Smooth voice leading is defined as transitioning between chords or scales by changing only a few notes by a small amount. The 18 “maximally” smooth voice leading rules I have tabulated describe transitions where a single note is sharpened or flattened to transition to a new scale. Smooth and maximally smooth voice leading is described in more detail in prior work by Dmitri Tymoczko in 2004 and Joseph Strauss in 2005 (see References).
| rule | starting scale | bright or dark | # semitones | destination scale |
|---|---|---|---|---|
| 1 | major | dark | 5 | major |
| 2 | major | dark | 0 | harmonic major |
| 3 | major | dark | 0 | melodic minor |
| 4 | melodic minor | dark | -2 | major |
| 5 | melodic minor | dark | 0 | harmonic minor |
| 6 | harmonic major | dark | 5 | melodic minor |
| 7 | harmonic major | dark | 0 | harmonic minor |
| 8 | harmonic minor | dark | 3 | major |
| 9 | harmonic minor | dark | 3 | harmonic major |
| 10 | major | bright | -5 | major |
| 11 | major | bright | 2 | melodic minor |
| 12 | major | bright | -3 | harmonic minor |
| 13 | melodic minor | bright | 0 | major |
| 14 | melodic minor | bright | -5 | harmonic major |
| 15 | harmonic major | bright | 0 | major |
| 16 | harmonic major | bright | -3 | harmonic minor |
| 17 | harmonic minor | bright | 0 | melodic minor |
| 18 | harmonic minor | bright | 0 | harmonic major |
According to these rules, for every major scale, you can transition to 3 scales by flattening one note a single half step (3 maximally smooth bright-to-dark transitions).
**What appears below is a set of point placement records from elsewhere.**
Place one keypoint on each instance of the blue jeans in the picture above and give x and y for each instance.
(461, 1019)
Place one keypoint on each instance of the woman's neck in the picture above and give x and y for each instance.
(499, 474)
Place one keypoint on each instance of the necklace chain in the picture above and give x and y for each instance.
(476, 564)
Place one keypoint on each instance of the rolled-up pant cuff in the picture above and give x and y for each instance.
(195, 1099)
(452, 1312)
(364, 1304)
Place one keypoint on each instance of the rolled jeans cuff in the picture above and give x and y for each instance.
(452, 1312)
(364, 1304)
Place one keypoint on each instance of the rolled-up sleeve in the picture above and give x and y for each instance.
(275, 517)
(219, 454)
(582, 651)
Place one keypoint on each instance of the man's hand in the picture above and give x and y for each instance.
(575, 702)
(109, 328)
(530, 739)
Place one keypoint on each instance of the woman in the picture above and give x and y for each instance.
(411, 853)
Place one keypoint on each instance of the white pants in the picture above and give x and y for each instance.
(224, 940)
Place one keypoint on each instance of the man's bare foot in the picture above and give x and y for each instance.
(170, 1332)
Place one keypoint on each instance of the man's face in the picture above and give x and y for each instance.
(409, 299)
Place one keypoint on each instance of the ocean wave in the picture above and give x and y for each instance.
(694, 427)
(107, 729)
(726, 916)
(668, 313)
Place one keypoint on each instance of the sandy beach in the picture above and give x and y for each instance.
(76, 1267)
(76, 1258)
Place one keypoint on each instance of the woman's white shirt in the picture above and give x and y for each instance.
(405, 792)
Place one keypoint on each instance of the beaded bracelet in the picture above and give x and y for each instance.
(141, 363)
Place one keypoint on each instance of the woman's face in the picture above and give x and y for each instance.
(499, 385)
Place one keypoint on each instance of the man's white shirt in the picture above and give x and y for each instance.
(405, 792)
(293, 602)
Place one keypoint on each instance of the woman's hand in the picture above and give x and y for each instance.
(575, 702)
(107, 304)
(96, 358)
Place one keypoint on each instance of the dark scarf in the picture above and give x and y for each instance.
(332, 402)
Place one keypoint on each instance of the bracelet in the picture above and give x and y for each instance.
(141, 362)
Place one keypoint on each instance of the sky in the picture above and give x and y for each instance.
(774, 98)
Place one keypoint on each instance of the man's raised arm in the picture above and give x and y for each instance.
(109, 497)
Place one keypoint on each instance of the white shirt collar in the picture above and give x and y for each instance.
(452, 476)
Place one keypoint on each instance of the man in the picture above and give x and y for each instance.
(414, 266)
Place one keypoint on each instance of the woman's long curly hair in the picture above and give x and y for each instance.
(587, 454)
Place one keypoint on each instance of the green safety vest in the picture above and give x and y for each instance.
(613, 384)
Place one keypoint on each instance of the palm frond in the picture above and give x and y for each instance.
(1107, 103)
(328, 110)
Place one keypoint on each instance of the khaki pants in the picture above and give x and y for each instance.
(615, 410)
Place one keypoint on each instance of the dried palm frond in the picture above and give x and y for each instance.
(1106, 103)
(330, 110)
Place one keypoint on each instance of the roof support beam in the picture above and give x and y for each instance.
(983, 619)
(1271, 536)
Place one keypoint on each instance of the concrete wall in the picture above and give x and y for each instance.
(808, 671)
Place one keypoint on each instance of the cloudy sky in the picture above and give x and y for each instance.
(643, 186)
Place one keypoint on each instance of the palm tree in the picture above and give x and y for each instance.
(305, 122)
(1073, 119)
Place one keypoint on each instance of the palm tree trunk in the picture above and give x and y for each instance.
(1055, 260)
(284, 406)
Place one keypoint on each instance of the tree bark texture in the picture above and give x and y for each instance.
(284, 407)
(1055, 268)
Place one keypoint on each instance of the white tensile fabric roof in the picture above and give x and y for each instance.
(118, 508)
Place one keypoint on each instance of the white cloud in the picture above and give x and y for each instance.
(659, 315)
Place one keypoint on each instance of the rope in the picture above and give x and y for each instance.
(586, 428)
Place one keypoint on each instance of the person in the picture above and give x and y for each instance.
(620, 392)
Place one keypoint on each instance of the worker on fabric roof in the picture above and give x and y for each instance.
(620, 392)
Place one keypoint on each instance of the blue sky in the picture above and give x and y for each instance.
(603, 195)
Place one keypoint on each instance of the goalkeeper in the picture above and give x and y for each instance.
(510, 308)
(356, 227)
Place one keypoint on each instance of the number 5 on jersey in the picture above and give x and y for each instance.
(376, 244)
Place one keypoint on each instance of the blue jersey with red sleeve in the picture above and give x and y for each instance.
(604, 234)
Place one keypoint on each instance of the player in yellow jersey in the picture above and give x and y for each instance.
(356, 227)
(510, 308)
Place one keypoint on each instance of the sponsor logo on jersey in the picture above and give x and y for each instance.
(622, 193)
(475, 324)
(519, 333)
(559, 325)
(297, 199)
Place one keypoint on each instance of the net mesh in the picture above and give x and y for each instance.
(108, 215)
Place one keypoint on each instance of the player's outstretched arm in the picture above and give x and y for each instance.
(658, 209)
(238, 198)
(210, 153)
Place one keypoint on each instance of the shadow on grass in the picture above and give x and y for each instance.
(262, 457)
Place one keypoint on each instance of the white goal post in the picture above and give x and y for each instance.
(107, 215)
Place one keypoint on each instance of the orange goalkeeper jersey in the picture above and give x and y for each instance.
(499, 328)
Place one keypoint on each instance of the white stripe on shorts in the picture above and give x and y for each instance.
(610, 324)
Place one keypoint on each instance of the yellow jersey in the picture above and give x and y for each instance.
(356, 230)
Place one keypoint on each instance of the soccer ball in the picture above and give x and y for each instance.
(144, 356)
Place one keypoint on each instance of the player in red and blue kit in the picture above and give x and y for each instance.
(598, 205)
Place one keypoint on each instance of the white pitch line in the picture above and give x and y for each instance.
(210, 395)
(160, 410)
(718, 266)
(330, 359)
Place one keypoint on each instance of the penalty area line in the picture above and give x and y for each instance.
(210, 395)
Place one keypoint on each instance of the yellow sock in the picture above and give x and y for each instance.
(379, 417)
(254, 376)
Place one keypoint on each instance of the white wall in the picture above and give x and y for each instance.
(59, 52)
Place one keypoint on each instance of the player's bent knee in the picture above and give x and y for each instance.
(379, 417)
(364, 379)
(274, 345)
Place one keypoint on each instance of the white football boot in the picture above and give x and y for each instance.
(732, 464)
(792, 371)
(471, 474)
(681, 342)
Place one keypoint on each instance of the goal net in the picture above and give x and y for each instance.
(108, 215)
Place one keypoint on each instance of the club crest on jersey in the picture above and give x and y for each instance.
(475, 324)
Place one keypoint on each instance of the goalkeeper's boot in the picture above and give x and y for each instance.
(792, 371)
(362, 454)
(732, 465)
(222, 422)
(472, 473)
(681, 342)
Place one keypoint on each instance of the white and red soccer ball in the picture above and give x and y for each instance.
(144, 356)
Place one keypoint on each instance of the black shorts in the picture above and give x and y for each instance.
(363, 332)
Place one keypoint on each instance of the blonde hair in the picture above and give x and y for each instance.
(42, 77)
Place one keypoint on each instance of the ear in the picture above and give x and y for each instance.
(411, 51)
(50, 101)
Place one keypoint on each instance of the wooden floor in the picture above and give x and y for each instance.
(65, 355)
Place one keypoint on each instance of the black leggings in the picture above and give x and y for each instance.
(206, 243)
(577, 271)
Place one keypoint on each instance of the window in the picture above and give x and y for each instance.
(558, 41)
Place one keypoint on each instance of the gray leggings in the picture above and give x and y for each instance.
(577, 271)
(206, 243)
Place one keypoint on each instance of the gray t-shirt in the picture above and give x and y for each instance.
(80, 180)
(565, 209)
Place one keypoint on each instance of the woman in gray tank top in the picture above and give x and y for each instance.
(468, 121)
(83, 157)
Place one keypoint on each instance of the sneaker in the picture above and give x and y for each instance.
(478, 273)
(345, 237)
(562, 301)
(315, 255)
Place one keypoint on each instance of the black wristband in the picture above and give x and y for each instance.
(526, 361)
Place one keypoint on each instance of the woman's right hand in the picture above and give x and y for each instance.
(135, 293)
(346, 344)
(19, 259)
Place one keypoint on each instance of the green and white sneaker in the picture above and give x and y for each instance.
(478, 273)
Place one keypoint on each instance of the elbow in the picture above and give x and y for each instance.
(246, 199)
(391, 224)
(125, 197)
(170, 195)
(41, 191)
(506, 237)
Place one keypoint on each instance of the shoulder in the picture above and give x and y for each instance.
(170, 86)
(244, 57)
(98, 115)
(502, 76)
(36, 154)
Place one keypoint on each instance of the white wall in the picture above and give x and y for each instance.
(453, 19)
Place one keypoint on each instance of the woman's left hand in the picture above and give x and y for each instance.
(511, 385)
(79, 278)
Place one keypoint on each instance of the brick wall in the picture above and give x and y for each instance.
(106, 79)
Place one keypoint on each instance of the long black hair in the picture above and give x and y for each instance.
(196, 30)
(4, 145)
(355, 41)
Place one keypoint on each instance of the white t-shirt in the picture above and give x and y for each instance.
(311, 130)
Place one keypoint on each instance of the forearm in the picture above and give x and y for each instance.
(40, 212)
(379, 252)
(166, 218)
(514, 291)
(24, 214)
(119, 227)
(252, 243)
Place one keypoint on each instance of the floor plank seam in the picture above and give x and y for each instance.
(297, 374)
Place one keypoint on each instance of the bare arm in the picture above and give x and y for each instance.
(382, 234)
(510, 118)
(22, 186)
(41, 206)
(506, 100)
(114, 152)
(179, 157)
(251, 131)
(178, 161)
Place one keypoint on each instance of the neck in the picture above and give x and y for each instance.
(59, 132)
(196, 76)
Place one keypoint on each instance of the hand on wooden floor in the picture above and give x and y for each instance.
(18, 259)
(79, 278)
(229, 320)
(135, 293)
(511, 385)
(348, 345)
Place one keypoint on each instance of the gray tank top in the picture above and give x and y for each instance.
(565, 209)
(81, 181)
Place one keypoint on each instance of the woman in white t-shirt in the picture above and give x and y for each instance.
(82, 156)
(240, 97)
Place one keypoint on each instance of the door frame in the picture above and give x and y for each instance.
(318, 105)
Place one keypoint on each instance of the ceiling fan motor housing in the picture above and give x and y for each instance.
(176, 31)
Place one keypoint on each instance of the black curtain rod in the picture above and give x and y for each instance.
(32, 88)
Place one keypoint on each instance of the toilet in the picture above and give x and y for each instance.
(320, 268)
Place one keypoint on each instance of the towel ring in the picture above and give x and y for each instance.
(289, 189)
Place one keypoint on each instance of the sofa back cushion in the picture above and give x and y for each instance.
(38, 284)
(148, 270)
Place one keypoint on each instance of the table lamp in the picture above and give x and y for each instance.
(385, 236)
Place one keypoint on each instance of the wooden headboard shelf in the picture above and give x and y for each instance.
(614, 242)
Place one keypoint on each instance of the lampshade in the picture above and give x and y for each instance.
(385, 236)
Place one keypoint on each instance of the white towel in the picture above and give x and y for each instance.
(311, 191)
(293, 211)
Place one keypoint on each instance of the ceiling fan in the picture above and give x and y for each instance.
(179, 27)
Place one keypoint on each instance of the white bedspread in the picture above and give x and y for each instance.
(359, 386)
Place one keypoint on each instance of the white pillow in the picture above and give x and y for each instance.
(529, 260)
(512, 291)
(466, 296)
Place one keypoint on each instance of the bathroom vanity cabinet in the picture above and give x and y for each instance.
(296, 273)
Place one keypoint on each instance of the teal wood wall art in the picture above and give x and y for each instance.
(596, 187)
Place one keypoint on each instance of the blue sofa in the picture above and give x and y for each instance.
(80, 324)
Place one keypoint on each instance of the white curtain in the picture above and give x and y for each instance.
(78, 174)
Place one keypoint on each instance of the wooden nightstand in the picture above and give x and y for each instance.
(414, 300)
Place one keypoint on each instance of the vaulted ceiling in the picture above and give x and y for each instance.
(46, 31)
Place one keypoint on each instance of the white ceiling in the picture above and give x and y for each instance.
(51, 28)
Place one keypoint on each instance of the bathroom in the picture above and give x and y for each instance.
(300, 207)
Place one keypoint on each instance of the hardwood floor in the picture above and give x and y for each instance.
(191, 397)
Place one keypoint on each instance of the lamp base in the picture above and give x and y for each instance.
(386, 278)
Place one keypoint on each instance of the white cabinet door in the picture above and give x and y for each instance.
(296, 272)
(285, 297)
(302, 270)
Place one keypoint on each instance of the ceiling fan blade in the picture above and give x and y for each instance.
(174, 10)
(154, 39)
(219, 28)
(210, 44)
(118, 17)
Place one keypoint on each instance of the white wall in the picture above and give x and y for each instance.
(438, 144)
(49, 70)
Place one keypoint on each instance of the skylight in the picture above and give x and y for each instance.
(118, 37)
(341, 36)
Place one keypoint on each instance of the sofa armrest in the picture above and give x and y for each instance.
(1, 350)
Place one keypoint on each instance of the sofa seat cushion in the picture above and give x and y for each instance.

For the three other scale types–melodic minor, harmonic minor, and harmonic major, you can transition to only two other scales by flattening a single note. Surprisingly yet satisfyingly, for dark-to-bright transitions with sharpening a single note (rules 10-18), the number of transitions from each starting scale type is identical to that for the bright-to-dark transitions, although the destination scale types are different. In other words, the transitions have nuanced yet symmetric properties. Overall, the finding that there are more rules starting from major scale than the 3 other scale types suggests melodic minor, harmonic minor, and harmonic major scales are less versatile in terms of voice leading opportunities. This may be part of why they are perceived as more dissonant than the major scales (this dissonance is from my own personal experience, citation needed). The maximal evenness property of major scales (or rather that the notes of the major scale are more evenly distributed throughout pitch space than the three other seven note scales) seems to be what allows for more voice leading options, I have not rigorously investigated this although Richard Cohn talks about this in his book ‘Audacious Euphony” (thanks Ian Campbell).
These maximally smooth scale transitions could be used as rules for creating generative jazz compostions with a hidden markov model, for example, using the dictionary I have constructed in this python file. Or they may assist with choosing modulations in traditional jazz composition.
References
Cohn, Richard. Audacious Euphony: Chromatic Harmony and the Triad’s Second Nature. OUP USA, 2012.
Levy, Ernst. A theory of harmony. Suny Press, 1985.
Tymoczko, Dmitri. “Scale networks and Debussy.” Journal of Music Theory 48.2 (2004): 219-294.
Straus, Joseph N. “Voice leading in set-class space.” Journal of Music Theory 49.1 (2005): 45-108.